< Hebreeën 6 >
1 Laat ons dan nalaten te spreken van het beginsel der leer van Christus en laat ons voortgaan tot het volwassene, niet wederom een fundament leggende van de afkeering van doode werken, en van het vertrouwen op God,
2 van de leer der reinigingen, en van handenoplegging en van verrijzenis der dooden, en van een eeuwig oordeel. (aiōnios )
3 En ook dit zullen wij doen als God het toelaat.
4 Want onmogelijk is het dat zij, die eenmaal zijn verlicht geweest en de hemelsche gave gesmaakt hebben, en deelgenooten des Heiligen Geestes geworden zijn,
5 en die het goede woord Gods gesmaakt hebben, en de krachten der toekomende eeuw, (aiōn )

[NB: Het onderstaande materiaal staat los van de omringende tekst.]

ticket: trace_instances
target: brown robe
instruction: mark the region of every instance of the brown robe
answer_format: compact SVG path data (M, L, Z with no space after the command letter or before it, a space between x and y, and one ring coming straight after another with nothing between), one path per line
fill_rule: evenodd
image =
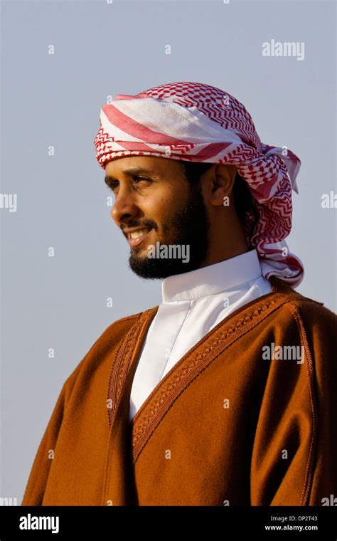
M109 325L62 388L21 505L321 505L337 496L337 316L270 281L270 293L187 352L131 422L132 379L159 307ZM303 346L304 357L263 358L273 343Z

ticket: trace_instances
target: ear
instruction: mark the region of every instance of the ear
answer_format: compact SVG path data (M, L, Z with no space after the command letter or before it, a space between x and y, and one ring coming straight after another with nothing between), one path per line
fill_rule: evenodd
M217 164L210 179L211 189L210 203L213 205L223 204L224 197L232 195L237 169L235 165Z

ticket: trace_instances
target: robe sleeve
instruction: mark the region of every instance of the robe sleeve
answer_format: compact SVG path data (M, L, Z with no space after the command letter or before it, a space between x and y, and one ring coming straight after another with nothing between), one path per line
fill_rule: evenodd
M42 505L49 470L53 463L53 458L50 457L55 452L58 433L63 419L67 383L68 380L63 384L38 446L21 505Z
M304 359L268 361L252 455L251 505L333 505L326 502L337 498L337 316L318 303L289 310L292 317L273 339L302 346Z

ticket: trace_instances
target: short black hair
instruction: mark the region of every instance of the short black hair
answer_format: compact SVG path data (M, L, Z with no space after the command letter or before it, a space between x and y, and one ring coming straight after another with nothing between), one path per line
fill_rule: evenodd
M209 169L213 163L200 162L181 161L181 166L186 179L191 187L198 186L200 177ZM254 199L248 189L247 182L237 172L233 186L233 199L235 209L241 223L245 223L247 213L250 213L254 218L254 223L259 218L259 213L256 209Z

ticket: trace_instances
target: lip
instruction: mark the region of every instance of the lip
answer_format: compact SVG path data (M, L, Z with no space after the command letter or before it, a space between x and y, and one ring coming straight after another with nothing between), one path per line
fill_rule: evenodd
M150 229L149 231L148 231L147 233L143 235L143 236L141 236L139 238L128 238L127 241L129 246L132 248L134 248L134 246L138 246L139 244L141 244L143 242L143 241L144 241L146 238L146 237L149 236L149 234L151 233L151 231L152 229Z

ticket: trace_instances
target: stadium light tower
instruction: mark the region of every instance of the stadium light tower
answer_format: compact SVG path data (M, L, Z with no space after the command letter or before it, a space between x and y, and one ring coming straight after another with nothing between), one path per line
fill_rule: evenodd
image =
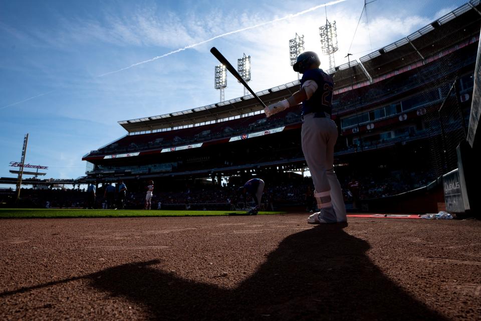
M332 24L327 20L327 10L326 10L326 25L319 27L319 36L321 37L321 48L322 53L329 58L329 69L336 67L334 61L334 53L339 49L337 46L337 30L336 22Z
M237 60L237 71L246 82L251 81L250 56L246 56L246 54L244 54L244 57ZM237 81L237 82L241 82ZM244 87L244 96L247 96L249 93L247 88L243 87Z
M227 73L225 72L225 66L223 65L216 66L214 74L214 88L220 90L220 102L224 100L224 89L226 87L227 87Z
M291 58L291 66L293 66L297 60L297 56L304 51L304 35L299 36L296 33L296 37L289 40L289 56ZM299 73L297 73L299 78Z

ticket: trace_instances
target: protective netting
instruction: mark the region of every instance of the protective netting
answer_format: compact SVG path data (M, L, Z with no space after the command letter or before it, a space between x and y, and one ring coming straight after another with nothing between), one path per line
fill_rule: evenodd
M383 191L396 179L404 183L414 178L418 184L391 189L405 191L457 167L456 148L465 139L469 123L480 9L477 1L452 8L405 38L360 58L371 81L362 86L350 79L354 89L338 93L334 113L345 140L339 144L338 157L350 160L351 173L367 182L365 186L370 179L373 186L366 188ZM352 68L348 78L359 69ZM349 153L355 156L349 158Z

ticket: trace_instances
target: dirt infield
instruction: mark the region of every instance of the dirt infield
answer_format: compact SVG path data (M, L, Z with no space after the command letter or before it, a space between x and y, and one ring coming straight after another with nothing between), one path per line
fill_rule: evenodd
M0 220L0 319L480 319L481 222Z

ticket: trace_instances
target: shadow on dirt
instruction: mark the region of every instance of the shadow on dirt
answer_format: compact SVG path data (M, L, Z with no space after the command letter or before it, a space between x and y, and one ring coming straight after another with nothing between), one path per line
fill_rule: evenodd
M233 289L180 278L157 260L83 277L146 307L153 319L443 319L385 276L366 256L369 249L343 227L324 225L285 238Z

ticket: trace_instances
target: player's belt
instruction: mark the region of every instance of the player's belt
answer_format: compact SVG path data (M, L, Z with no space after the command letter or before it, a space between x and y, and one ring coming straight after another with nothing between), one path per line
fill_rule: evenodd
M331 115L330 114L328 114L327 112L324 112L324 111L318 111L316 112L309 112L306 114L304 114L304 115L302 115L301 116L301 119L302 121L304 121L304 116L306 116L306 115L309 115L310 114L314 114L314 115L312 117L312 118L331 118Z

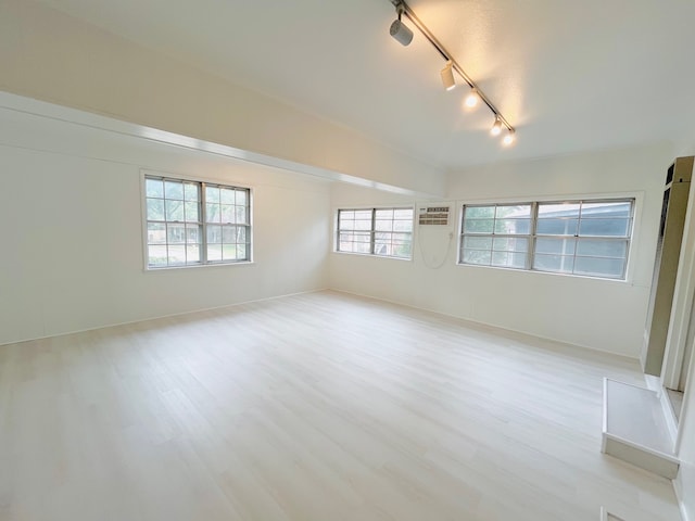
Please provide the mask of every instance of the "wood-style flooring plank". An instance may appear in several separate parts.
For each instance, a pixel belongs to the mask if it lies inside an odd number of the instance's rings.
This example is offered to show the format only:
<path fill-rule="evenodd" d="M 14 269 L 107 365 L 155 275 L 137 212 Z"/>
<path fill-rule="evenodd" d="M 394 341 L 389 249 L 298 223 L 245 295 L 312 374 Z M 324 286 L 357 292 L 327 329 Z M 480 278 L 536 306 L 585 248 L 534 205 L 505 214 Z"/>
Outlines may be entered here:
<path fill-rule="evenodd" d="M 0 521 L 675 521 L 637 364 L 318 292 L 0 346 Z"/>

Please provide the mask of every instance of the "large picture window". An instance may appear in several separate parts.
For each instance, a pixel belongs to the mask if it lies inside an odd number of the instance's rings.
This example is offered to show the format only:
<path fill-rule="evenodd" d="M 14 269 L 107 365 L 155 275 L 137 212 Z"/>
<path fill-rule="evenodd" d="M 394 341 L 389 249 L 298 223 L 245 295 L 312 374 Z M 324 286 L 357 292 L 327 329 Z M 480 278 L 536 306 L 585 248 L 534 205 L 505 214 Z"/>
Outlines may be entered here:
<path fill-rule="evenodd" d="M 338 211 L 336 251 L 383 257 L 413 255 L 413 208 Z"/>
<path fill-rule="evenodd" d="M 634 200 L 465 205 L 459 264 L 624 279 Z"/>
<path fill-rule="evenodd" d="M 148 267 L 251 259 L 251 191 L 146 176 Z"/>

6 en afvallig worden— dat die wederom vernieuwd worden tot boetvaardigheid, omdat zij voor zich zelven den Zone Gods andermaal kruisigen en Hem openlijk schandvlekken.
7 Want de aarde, die den regen indrinkt die dikwijls op haar komt, en geschikte planten voortbrengt voor degenen voor wie zij bebouwd is, die ontvangt zegen van God.
8 Maar als zij distelen en doornen voortbrengt dan is zij verwerpelijk en nabij den vloek; haar einde is tot verbranding.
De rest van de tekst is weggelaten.